## Thursday, January 7, 2016

### Averaging can produce misleading standardized effect sizes

Recently, there have been many calls for a focus on effect sizes in psychological research. In this post, I discuss how naively using standardized effect sizes with averaged data can be misleading. This is particularly problematic for meta-analysis, where differences in number of trials across studies could lead to very misleading results.

There are two main types of effect sizes in typical use: raw effect sizes and standardized effect sizes. Raw effect sizes are what you typically see in a plot: for instance, the effect of a priming manipulation might be 30ms. The advantage of raw effect sizes are that they are closer to the process of interest and more interpretable. We all know what it means for something to take 30ms to happen.

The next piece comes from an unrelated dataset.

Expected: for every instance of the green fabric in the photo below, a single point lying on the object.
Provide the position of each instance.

Another kind of effect size is the standardized effect size. With a standardized effect size, the raw effect is compared to the some measure of variability in the population. For instance, if the standard deviation of childrens’ heights at age 10 were 3 inches, and a “good” diet had an effect of 1.5 inches on average, we could say that the effect of the diet was .5 standard deviations. This is the logic of Cohen’s $d$, for instance. The disadvantage of this is that it is more difficult to understand what an effect of “half a standard deviation” means (and the variance-accounted-for statistics such as $\eta^2$ and $\omega^2$ are even more difficult to interpret); but standardized effect sizes have many good properties, including a close relationship to the concept of statistical power, comparability across paradigms, and the fact that they can often be computed from reported statistics such as $t$ and $F$.

For these reasons, standardized effect sizes are very common in meta-analysis. However, the common practice of averaging over trials in cognitive psychology makes them difficult to compare or even interpret.

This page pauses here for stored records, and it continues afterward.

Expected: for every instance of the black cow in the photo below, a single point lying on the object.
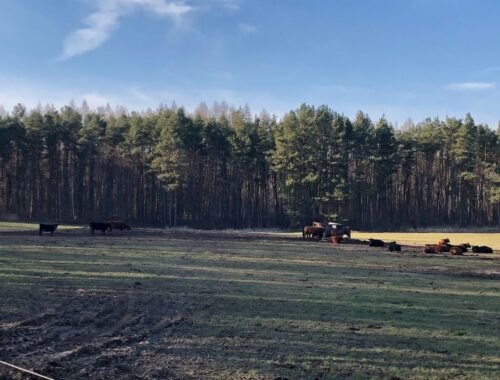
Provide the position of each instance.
(393, 246)
(47, 228)
(103, 227)
(482, 249)
(376, 243)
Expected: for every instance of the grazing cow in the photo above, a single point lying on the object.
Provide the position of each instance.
(312, 232)
(482, 249)
(307, 232)
(393, 246)
(376, 243)
(436, 248)
(318, 232)
(47, 228)
(119, 226)
(335, 239)
(100, 226)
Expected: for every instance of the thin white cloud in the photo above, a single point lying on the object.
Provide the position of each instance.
(100, 24)
(490, 69)
(247, 28)
(470, 86)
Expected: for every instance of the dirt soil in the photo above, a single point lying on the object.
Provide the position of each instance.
(177, 305)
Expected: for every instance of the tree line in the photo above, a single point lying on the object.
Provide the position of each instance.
(226, 168)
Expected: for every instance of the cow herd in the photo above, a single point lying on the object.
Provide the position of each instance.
(444, 245)
(316, 231)
(99, 226)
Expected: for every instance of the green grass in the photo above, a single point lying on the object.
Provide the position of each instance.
(264, 306)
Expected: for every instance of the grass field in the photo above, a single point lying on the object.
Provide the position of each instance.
(187, 304)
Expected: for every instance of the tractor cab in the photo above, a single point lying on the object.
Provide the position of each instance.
(337, 229)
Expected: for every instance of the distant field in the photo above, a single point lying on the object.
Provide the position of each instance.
(243, 305)
(16, 226)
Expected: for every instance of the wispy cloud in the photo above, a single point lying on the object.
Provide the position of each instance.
(470, 86)
(247, 28)
(100, 24)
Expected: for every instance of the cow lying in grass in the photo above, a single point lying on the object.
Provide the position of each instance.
(335, 239)
(47, 228)
(482, 249)
(436, 248)
(376, 243)
(394, 247)
(455, 251)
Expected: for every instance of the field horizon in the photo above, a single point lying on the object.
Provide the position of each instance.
(244, 305)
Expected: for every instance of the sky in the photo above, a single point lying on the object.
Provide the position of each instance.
(395, 58)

Consider a typical cognitive experiment in with 30 participants, each performing 10 response time trials in two conditions. Typically each participant’s data will be averaged to form a single, average response time in each condition; these average RTs are then submitted to a repeated measures ANOVA (in fact, some R packages, such as afex do this automatically).

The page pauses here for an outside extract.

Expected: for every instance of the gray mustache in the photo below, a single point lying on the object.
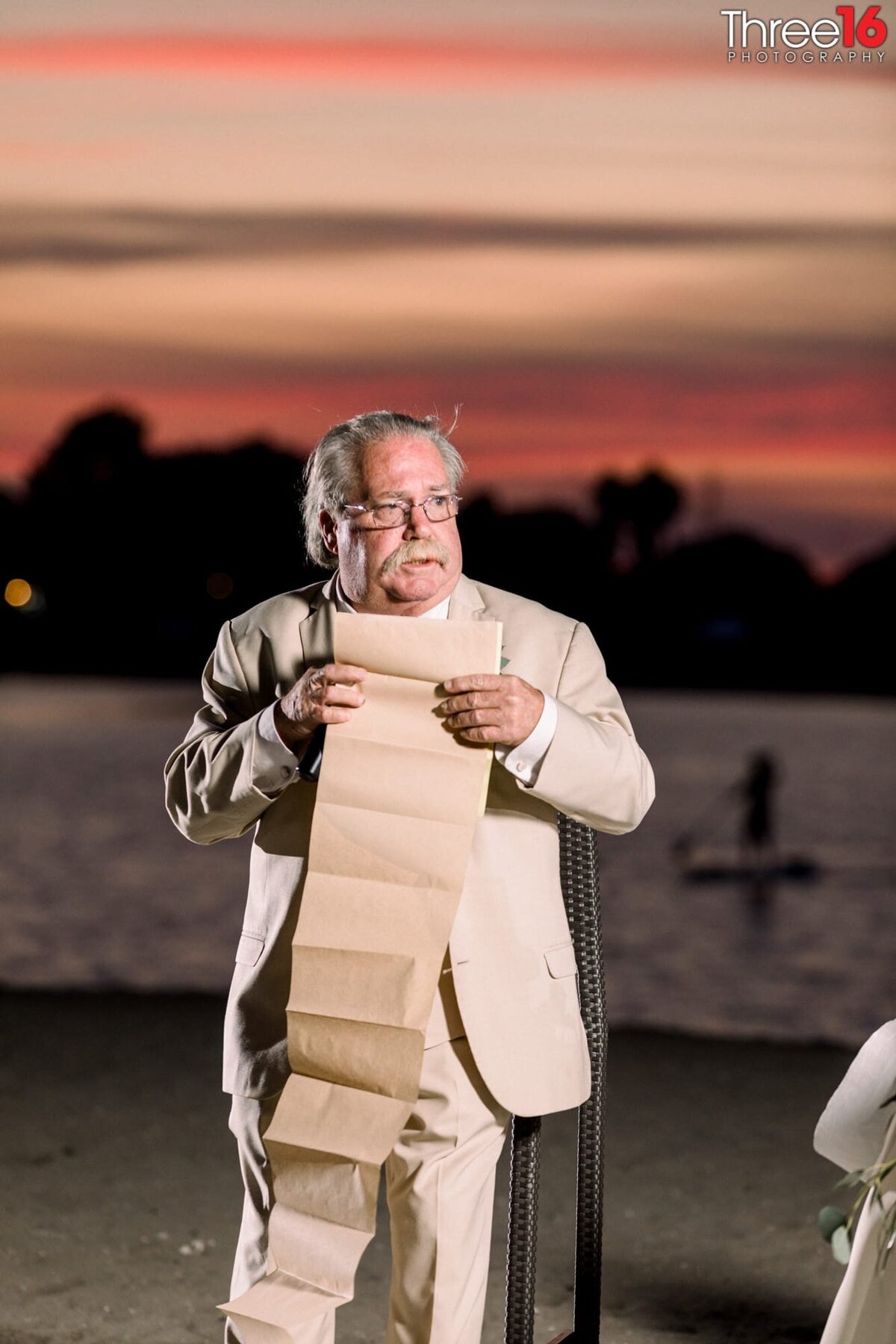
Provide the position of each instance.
(417, 550)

Hypothetical data is shown in the plot below. These data represent two hypothetical experiments, one with 10 samples per participant and one with 50.

 Error bars represent Morey (2008) adjusted within-subject error bars, computed using this code.

I have generated the data so that everything is the same across the two experiments except the scale of the “error”: the scale of the error in experiment 2 is $1/\sqrt{5}$ times that of experiment 1, because each averaged “observation” represents five times more data. The raw effect size is precisely the same, but our certainty about the effect size is greater in experiment 2. This is exactly as it should be.

We can now perform the typical repeated measures ANOVAs on these two data sets, using the afex. The package will, if requested, compute the common partial $\eta^2$ standardized effect size statistic.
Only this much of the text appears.